Volta
Reencontro. Escapadas. Paixão acesa. Carinho. Ter o que mais se quer. Só querer o que se tem e nada mais. Desejo e realização. Volta. Volta e meia. Seguimos. Juntos.
Ah, eu quero te dizer que o instante de te ver custou tanto penar
Não vou me arrepender, só vim te convencer que eu vim pra não morrer
De tanto te esperar, eu quero te contar das chuvas que apanhei
Das noites que varei no escuro a te buscar
Eu quero te mostrar as marcas que ganhei nas lutas contra o rei
Nas discussões com Deus, e agora que cheguei eu quero a recompensa
Eu quero a prenda imensa dos carinhos teus.
Reencontro. Escapadas. Paixão acesa. Carinho. Ter o que mais se quer. Só querer o que se tem e nada mais. Desejo e realização. Volta. Volta e meia. Seguimos. Juntos.
Cada segundo um beijo. Percorrer seu corpo, acender seu desejo, escapar dos vigias. Cada segundo um beijo. Reconhecer sua face, encontrar seu ritmo, esconder-se apertados. Cada segundo um beijo.
Deixo-lhe cuidar de suas emoções.
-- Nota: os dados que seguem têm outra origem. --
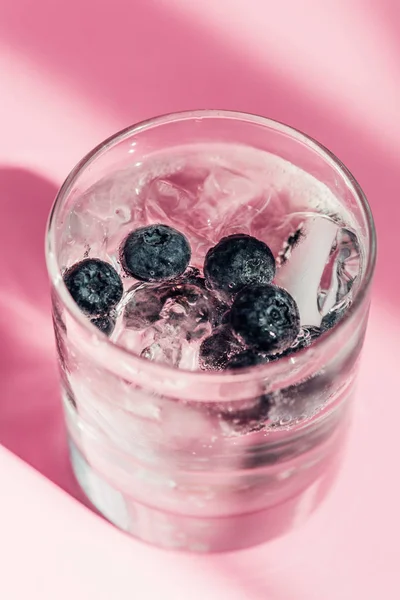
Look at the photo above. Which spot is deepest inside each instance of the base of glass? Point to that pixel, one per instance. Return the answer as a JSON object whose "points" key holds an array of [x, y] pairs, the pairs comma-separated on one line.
{"points": [[193, 533]]}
Já são muitos a lhe cobrar atenção. Odeio cada minuto longe. Quero sentir sua respiração, sentir seu coração. Conforto-me ainda com o sabor de seus lábios. Fecho os olhos. Posso lhe sentir respirar em meu pescoço, sua língua a passear por meu corpo. Seguro sua cabelos e lhe beijo com a mesma paixão que um dia nos uniu. Aperto-lhe junto só meu corpo sem vontade de lhe deixar respirar sozinha nunca mais. Envolvo suas costas com meus braços, firme. Desejo que o mundo congele.
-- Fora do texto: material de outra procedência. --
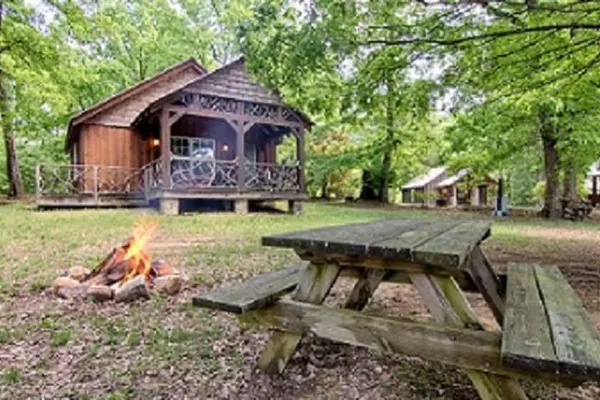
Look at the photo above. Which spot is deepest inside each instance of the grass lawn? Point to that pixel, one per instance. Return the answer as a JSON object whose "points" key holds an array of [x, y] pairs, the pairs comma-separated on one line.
{"points": [[164, 348]]}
Longe. Imagino. Observo você ao sair do banho. Nua. A luz é difusa, suave, dança. Entreabertas as persianas seguem o ritmo do vento. Comandam os raios de sol. Luzes e sombras percorrem seu rosto, acariciam sua nuca e tomam vorazes conta de todo o seu corpo: contornam o desenho de seus seios, escondem e iluminam seus mamilos, seguram seus quadris enquando percorrem sua barriga. Você anda. As luzes lhe seguiram. As sombras anseiam por lhe possuir toda.
Desde que lhe perco toda manhã as horas se arrastam na parede e só voltam a correr quando lhe re-encontro ao fim. Mato o tempo a relembrar seu corpo e sentir seu toque. Mal posso esperar para lhe ver através de uma fresta qualquer no tempo, num rasgo inesperado que suspenda a realidade e expulse a todos de nossa volta por um momento que seja. Um momento nosso. Egoísta!
Não há muito o que fazer sobre isso de sermos imperfeitos, de querermos aquilo do que nos arrependeremos, de rejeitar aquilo que nos faz felizes.
Há diferença na saudade que sentimos longe ou ao lado da pessoa que amamos?
Distante um dia mais. Perseverante!
Ansiedade, desejo. Resiliência!
Pode o caminho ser refeito?
E a vida parece sempre prover nova urgência, emergência ou casualidade para manter a saudade.
De pouquinho em pouquinho tentamos nos reencontrar e alimentar o desejo do reencontro.
Por certo que não há varinha mágica em tantas paredes.
Pequenos gestos do dia-a-dia mantém a confiança no reencontro e trazem a saudade de um fugidio nós.